I don't know if you use Kongs but for Lincoln I freeze a kong solid and give it to him before I leave so he has somthing to do I also give him his afternoon meal from a Kong Wobbler so that he is still stimulated. For me making sure that they are have something to do and each other to be with while i'm gone makes me feel much better. 

Same as everyone else here they are able to roam free while I'm home. They are my joy and my everything so when I come home nothing makes me happier than spending time with them.
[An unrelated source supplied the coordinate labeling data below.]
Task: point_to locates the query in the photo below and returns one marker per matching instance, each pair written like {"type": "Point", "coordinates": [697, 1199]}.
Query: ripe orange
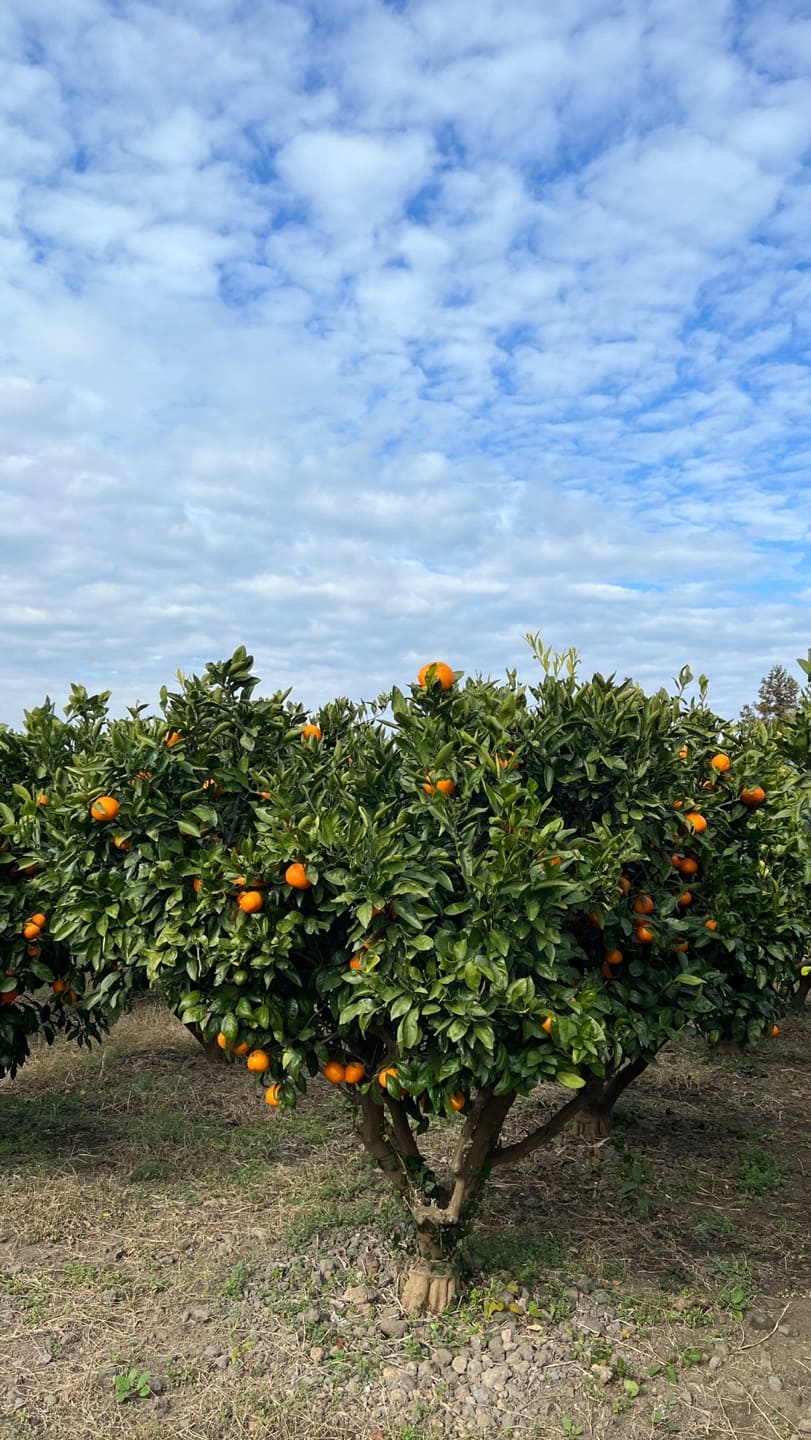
{"type": "Point", "coordinates": [105, 808]}
{"type": "Point", "coordinates": [441, 674]}
{"type": "Point", "coordinates": [249, 902]}
{"type": "Point", "coordinates": [296, 877]}
{"type": "Point", "coordinates": [696, 822]}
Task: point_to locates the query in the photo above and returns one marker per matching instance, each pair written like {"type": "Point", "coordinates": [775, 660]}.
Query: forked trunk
{"type": "Point", "coordinates": [429, 1285]}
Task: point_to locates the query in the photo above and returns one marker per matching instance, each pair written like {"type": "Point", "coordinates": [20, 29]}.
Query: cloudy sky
{"type": "Point", "coordinates": [373, 331]}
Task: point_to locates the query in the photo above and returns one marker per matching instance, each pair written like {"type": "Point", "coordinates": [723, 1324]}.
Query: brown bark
{"type": "Point", "coordinates": [801, 992]}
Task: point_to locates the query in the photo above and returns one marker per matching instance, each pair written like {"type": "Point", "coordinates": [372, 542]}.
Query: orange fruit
{"type": "Point", "coordinates": [105, 808]}
{"type": "Point", "coordinates": [441, 674]}
{"type": "Point", "coordinates": [249, 902]}
{"type": "Point", "coordinates": [296, 877]}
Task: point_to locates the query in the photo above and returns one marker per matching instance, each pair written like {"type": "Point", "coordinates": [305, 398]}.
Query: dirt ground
{"type": "Point", "coordinates": [176, 1259]}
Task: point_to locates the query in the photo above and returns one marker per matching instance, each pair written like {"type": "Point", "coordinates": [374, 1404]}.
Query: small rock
{"type": "Point", "coordinates": [357, 1293]}
{"type": "Point", "coordinates": [602, 1374]}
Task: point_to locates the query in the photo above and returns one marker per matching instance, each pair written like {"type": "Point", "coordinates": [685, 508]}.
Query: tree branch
{"type": "Point", "coordinates": [506, 1154]}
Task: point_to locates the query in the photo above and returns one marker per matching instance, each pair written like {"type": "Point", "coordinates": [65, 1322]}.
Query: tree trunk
{"type": "Point", "coordinates": [595, 1119]}
{"type": "Point", "coordinates": [429, 1285]}
{"type": "Point", "coordinates": [801, 992]}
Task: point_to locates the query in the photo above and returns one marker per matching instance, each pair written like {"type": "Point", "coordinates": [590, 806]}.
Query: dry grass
{"type": "Point", "coordinates": [143, 1185]}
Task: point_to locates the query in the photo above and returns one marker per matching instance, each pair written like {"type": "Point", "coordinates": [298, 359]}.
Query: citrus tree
{"type": "Point", "coordinates": [438, 899]}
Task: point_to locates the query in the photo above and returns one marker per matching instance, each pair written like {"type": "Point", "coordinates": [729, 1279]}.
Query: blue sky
{"type": "Point", "coordinates": [366, 334]}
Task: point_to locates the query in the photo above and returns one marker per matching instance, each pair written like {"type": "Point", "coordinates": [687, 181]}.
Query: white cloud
{"type": "Point", "coordinates": [362, 334]}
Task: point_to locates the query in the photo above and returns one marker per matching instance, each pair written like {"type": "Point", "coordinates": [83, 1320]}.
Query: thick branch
{"type": "Point", "coordinates": [506, 1154]}
{"type": "Point", "coordinates": [379, 1148]}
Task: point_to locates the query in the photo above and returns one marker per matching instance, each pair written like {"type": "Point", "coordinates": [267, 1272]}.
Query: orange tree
{"type": "Point", "coordinates": [438, 899]}
{"type": "Point", "coordinates": [42, 991]}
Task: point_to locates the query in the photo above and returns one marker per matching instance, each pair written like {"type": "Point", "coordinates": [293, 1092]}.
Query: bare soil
{"type": "Point", "coordinates": [175, 1259]}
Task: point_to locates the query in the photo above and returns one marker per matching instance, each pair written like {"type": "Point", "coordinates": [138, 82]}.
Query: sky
{"type": "Point", "coordinates": [366, 333]}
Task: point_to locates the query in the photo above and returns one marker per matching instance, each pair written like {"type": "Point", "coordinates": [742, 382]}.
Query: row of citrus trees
{"type": "Point", "coordinates": [437, 899]}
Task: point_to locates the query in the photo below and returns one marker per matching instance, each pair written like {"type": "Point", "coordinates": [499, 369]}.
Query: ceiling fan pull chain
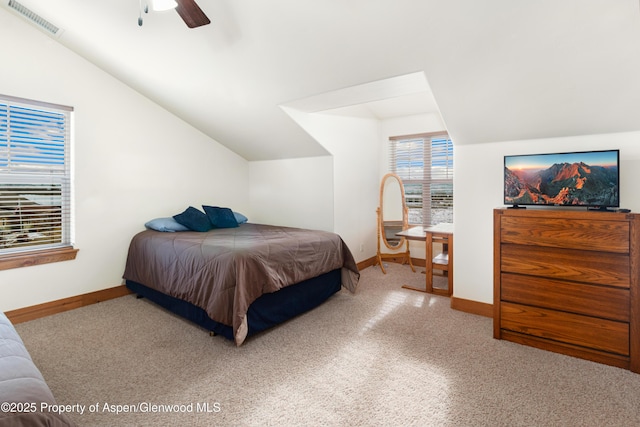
{"type": "Point", "coordinates": [146, 10]}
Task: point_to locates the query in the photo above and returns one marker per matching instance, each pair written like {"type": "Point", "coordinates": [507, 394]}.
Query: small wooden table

I'm sure it is the same for everyone else working full time, I believe that it makes the time that we do spend together so much more precious I appreciate them more and when I do have free time I make sure it's puppy friendly places we go because I want every minute with my fur family that I can. -I don't mean to say that those lucky stay at home mom's/dads don't love their babies just as much-

That's just my two cents of course


----------



## LadyJ

I worked for 48 years and my dogs stayed by themselves all day. I had two most of the time, so they had company. If the dog was trustworthy, it was allowed to be loose in the house. If not, it was confined, probably in the kitchen, some big area with tile. They got lots and lots of attention when I was home and slept with me all night. Dogs don't have any concept of time as far as how long, so they don't know if you're gone for 10 minutes or 10 hours. I used to run the video camera now and then just to see what they did while I was gone. They slept mostly. They always got the best of care and were loved a lot, so I didn't feel guilty about having to leave them. They had a good life because I worked ... most people have to work ... dogs are able to adjust wonderfully. I'm retired now and love being home most of the time and being able to spend time with my dogs. They still sleep most of the day!

Jeanette


----------



## rudy's gal

Just wanted to reiterate my thanks to ALL of you. You've put me at ease. xoxo  What a great group of chi people!


----------



## Ness♥Bella

I work Mon thru Friday 8 am- 5 pm so of course Bella is home alone. I keep her in her playpen inside and she has access to the outside screened in lanai where she uses her Potty Patch. I walk her in the morning and then when I get home. My son is home from Classes around 12 so he keeps her busy and playing. 

No one should ever feel bad about keeping their Chis home alone. If they have food, water and plenty of Toys they will never get bored! I watch Bella from work on a pet cam and she is always busy! I am surprised when I get home that she has any energy left for me, but she always does. 

Don't feel guilty Rudys Gal. Even if what you were doing is wrong(which it is not), one of the reasons people have pets is for that unconditional love. Rudy will love you no matter what.


----------